When Les Miserables was published, it appeared simultaneously in Paris, London, Budapest, Brussels, Leipzig, Madrid, Milan, and Naples, and was translated into many other languages. The novel's phenomenal success has continued ever since, and understandably so: it is a gripping story well told. As the critic Kathryn Grossman put it, "a plot as full of twists and turns as the treacherous labyrinths—sewers, conscience, streets—Hugo describes." Grossman also reminds us, "in France, Hugo's supporters had prepared the event with a massive publicity campaign. [The book] appeared first in serial form on April 3, 1862. Yet the magnitude of the public's response surprised even the most committed Hugo partisans. According to reports at the time, no one had ever seen a book devoured with such fury: public reading rooms rented it by the hour. By April 6, the book was sold out in Paris."
The novel's power derived from its simple message. Man was not inherently evil, he was made so by an unjust society. In the preface to the novel, Hugo wrote emphatically: "So long as the three problems of the age—the degradation of man by poverty, the ruin of woman by starvation, and the dwarfing of childhood by physical and spiritual night—are not yet solved ... books like this cannot be useless." Jean Valjean was the perfect illustration of this principle. Valjean was not by nature a criminal. The motive which led him to steal bread, the origin of his fall, was not evil. He was seeking to provide food for hungry children, his sister's offspring, only out of desperation. But his years of prison hardened him. "He had for his motives," says Hugo, "habitual indignation, bitterness of soul, the profound feeling of iniquities endured, and reaction even against the good, the innocent, and the just, if such exist" The story of his conversion is exemplary. As Monsieur Madeleine of Montreuil-sur-mer, he is the good industrialist, the admirably just and efficient mayor, the caring philanthropist. Forced back into his true identity by the revelation of the imminent exile to the galleys of the innocent Champmathieu, who has been identified as Jean Valjean, he reluctantly fights again with his demons. From this ordeal, minutely analyzed in the chapter "A Tempest in a Brain," he emerges triumphant, saves Champmathieu in time and goes again to the galleys. After his escape, his life is a long record of care and self-sacrifice to Cosette, his adopted daughter. He triumphs even when faced with Marius's love for Cosette, and is able not only to dominate his jealousy but to save the life of Marius (the famous episode of the sewers) and make possible Marius's marriage with Cosette.

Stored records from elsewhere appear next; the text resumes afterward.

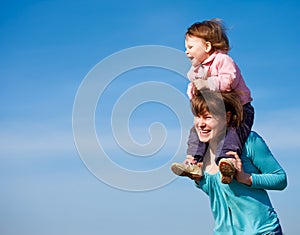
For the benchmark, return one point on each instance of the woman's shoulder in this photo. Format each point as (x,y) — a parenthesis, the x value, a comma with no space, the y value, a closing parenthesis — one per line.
(253,137)
(254,144)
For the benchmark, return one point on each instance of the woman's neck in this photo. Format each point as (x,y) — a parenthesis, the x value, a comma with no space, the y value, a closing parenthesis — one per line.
(209,161)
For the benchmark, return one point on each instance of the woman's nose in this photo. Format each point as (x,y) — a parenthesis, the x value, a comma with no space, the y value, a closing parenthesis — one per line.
(200,122)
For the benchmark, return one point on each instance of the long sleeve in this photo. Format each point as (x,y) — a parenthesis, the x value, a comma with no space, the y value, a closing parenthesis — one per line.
(270,174)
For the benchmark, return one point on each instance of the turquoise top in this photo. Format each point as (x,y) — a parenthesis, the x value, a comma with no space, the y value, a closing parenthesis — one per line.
(239,209)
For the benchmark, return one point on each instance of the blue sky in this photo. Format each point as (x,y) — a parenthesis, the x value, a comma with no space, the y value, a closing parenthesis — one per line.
(49,47)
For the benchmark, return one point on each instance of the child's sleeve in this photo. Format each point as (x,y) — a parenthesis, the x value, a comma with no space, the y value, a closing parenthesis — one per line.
(271,176)
(224,74)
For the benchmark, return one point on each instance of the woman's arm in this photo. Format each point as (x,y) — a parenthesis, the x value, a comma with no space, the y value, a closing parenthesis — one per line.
(271,176)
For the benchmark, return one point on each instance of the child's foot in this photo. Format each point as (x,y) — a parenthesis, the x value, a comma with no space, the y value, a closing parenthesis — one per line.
(187,169)
(227,170)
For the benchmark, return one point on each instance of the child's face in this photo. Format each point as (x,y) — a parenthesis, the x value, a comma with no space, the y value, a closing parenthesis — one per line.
(197,49)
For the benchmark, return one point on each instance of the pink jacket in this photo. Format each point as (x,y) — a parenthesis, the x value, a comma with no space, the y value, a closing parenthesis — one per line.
(222,74)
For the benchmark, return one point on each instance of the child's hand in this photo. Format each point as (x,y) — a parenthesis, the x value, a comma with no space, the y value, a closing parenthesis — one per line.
(240,176)
(200,84)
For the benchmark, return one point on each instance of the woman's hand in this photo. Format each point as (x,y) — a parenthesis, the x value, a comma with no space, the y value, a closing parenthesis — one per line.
(240,176)
(189,160)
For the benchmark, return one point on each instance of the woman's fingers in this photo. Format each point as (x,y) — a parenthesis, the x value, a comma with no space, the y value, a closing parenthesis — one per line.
(237,161)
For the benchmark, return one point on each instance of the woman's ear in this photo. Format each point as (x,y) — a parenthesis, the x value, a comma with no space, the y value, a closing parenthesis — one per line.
(228,117)
(208,47)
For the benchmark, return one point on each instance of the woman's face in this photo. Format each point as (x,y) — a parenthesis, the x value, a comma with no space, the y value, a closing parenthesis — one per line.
(209,127)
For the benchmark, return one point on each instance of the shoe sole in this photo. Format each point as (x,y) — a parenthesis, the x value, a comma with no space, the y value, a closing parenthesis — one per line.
(227,172)
(177,170)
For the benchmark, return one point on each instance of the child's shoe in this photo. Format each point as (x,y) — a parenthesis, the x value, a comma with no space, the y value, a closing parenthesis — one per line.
(227,170)
(187,169)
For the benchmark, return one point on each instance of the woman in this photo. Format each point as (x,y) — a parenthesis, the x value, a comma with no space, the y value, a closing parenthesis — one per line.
(243,206)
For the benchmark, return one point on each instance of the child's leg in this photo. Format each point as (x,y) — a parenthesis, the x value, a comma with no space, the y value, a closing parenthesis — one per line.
(195,147)
(236,137)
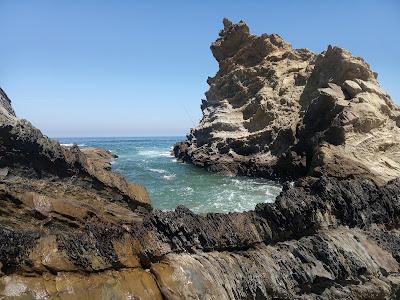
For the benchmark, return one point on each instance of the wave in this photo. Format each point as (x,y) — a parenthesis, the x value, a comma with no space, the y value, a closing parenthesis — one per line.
(154,153)
(159,171)
(169,177)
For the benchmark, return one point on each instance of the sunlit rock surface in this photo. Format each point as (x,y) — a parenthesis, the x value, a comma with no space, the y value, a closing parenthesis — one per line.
(279,112)
(72,229)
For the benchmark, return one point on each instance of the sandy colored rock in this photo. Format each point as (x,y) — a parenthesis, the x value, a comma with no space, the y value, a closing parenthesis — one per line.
(275,111)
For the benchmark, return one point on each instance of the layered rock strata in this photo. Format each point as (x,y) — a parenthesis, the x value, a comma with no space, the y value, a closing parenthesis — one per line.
(279,112)
(70,228)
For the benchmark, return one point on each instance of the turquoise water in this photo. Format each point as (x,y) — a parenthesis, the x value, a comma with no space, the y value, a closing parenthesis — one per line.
(148,161)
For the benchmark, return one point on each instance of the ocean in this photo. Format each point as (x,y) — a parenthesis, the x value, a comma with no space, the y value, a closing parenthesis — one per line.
(148,161)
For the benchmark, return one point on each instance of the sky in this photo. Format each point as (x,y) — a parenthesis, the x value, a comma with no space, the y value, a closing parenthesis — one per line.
(139,68)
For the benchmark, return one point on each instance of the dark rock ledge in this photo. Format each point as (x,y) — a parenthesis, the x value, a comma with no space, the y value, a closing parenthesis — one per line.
(70,228)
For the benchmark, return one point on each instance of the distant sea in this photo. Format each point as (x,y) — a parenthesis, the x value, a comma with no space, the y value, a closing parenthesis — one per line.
(148,161)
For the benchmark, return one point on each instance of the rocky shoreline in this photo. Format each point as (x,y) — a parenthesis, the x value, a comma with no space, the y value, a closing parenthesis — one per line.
(283,113)
(70,228)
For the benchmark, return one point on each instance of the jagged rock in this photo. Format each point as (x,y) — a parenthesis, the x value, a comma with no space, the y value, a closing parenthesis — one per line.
(72,229)
(270,102)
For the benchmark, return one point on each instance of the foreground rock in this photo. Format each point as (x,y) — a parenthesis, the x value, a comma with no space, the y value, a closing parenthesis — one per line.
(72,229)
(279,112)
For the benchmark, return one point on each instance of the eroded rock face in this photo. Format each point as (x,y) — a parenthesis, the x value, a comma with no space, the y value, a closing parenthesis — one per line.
(279,112)
(72,229)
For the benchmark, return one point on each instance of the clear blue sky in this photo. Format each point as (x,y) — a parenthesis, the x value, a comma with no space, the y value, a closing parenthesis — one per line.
(136,68)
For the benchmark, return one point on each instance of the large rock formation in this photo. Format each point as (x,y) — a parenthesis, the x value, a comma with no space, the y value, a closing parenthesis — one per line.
(70,228)
(280,112)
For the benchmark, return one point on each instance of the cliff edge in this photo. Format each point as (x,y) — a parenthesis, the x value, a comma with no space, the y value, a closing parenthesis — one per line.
(70,228)
(279,112)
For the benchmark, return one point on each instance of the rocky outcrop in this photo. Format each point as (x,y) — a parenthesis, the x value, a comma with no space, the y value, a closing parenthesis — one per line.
(70,228)
(279,112)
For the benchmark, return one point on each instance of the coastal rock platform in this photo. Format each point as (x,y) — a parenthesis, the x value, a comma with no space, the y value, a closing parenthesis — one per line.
(71,228)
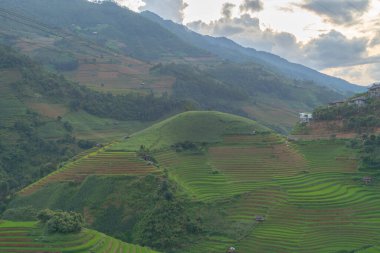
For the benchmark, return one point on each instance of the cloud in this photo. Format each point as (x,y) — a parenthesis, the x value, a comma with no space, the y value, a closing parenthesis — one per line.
(375,40)
(227,10)
(334,49)
(374,72)
(168,9)
(246,31)
(251,5)
(342,12)
(330,49)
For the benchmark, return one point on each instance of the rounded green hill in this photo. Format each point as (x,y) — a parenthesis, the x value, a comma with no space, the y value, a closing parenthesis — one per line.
(195,126)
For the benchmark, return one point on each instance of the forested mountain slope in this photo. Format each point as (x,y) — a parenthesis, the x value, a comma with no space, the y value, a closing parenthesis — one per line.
(106,51)
(45,119)
(227,49)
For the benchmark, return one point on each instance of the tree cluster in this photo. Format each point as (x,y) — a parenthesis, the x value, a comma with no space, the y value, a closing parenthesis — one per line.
(61,222)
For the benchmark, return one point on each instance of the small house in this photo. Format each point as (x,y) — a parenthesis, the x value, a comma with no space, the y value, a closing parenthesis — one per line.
(358,101)
(367,179)
(374,91)
(336,103)
(305,117)
(260,218)
(231,250)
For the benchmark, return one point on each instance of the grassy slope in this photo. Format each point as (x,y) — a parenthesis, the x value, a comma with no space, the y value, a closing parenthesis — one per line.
(86,126)
(194,126)
(29,237)
(103,70)
(310,193)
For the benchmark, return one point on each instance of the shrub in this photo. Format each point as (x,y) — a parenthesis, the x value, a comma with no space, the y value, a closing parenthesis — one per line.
(61,222)
(20,214)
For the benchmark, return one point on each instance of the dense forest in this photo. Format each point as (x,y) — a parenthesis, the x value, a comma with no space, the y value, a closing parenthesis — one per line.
(356,118)
(105,24)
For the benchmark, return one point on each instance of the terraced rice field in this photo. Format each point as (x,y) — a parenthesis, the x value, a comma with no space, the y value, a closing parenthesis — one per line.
(310,194)
(11,107)
(101,163)
(27,237)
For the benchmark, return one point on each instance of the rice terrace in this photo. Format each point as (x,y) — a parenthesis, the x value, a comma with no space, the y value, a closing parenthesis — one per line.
(250,172)
(188,126)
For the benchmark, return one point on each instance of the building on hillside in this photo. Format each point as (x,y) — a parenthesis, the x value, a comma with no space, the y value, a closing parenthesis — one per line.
(358,101)
(336,104)
(374,91)
(260,218)
(231,250)
(306,117)
(367,179)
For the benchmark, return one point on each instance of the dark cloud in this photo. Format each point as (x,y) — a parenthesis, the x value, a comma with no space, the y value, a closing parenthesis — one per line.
(227,10)
(168,9)
(333,49)
(252,5)
(246,31)
(342,12)
(375,40)
(374,71)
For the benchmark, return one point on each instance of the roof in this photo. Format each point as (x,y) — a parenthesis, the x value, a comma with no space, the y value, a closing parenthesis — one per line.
(337,102)
(361,98)
(375,86)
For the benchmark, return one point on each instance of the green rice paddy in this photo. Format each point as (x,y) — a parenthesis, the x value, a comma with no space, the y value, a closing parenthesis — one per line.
(29,237)
(310,194)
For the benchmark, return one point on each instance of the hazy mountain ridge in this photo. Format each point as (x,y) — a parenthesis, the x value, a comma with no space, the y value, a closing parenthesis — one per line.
(228,49)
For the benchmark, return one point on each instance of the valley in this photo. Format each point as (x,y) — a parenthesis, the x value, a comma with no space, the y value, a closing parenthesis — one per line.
(310,193)
(121,131)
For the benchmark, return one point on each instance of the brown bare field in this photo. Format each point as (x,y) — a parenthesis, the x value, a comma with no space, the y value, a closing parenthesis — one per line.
(102,164)
(49,110)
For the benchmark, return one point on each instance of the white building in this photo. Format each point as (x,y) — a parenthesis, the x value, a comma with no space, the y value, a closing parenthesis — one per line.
(374,91)
(359,101)
(305,117)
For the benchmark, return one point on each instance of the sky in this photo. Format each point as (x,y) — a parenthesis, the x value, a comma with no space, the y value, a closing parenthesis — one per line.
(336,37)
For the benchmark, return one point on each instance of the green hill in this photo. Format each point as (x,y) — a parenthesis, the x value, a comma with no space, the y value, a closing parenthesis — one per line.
(46,119)
(212,178)
(97,51)
(208,127)
(29,237)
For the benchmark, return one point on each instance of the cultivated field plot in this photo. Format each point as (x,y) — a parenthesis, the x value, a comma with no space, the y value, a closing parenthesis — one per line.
(101,163)
(11,107)
(309,195)
(29,237)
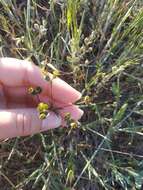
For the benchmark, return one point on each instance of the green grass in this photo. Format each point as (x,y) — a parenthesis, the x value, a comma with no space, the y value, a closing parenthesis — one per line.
(99,45)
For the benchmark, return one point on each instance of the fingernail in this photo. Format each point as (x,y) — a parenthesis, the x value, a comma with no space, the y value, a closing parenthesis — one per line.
(52,121)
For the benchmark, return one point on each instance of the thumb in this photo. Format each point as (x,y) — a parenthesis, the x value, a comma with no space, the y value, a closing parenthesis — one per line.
(22,122)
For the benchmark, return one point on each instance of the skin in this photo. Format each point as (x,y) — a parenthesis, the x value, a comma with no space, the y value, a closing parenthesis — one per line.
(18,114)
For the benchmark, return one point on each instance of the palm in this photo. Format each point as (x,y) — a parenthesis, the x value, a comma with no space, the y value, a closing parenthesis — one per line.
(18,115)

Moreover, Hugo draws constant analogies between Valjean's spiritual progress and humanity's striving toward freedom and social justice. The fight for justice and freedom is led by Marius's group of radical friends, the "Friends of the Underdog," and in particular Enjolras, whose speech on the barricades echoed most of Hugo's ideas:
"the nineteenth century is grand, but the twentieth century will be happy. Men will no longer have to fear, as now, a conquest, an invasion, a usurpation, a rivalry of nations with the armed hand... They will no longer have to fear famine, speculation, prostitution from distress, misery from lack of work, and the scaffold, and the sword, and the battle, and all the brigandages of chance in the forest of events... Men will be happy... Oh! 'the human race shall be delivered, uplifted, and consoled.' We affirm it on this barricade."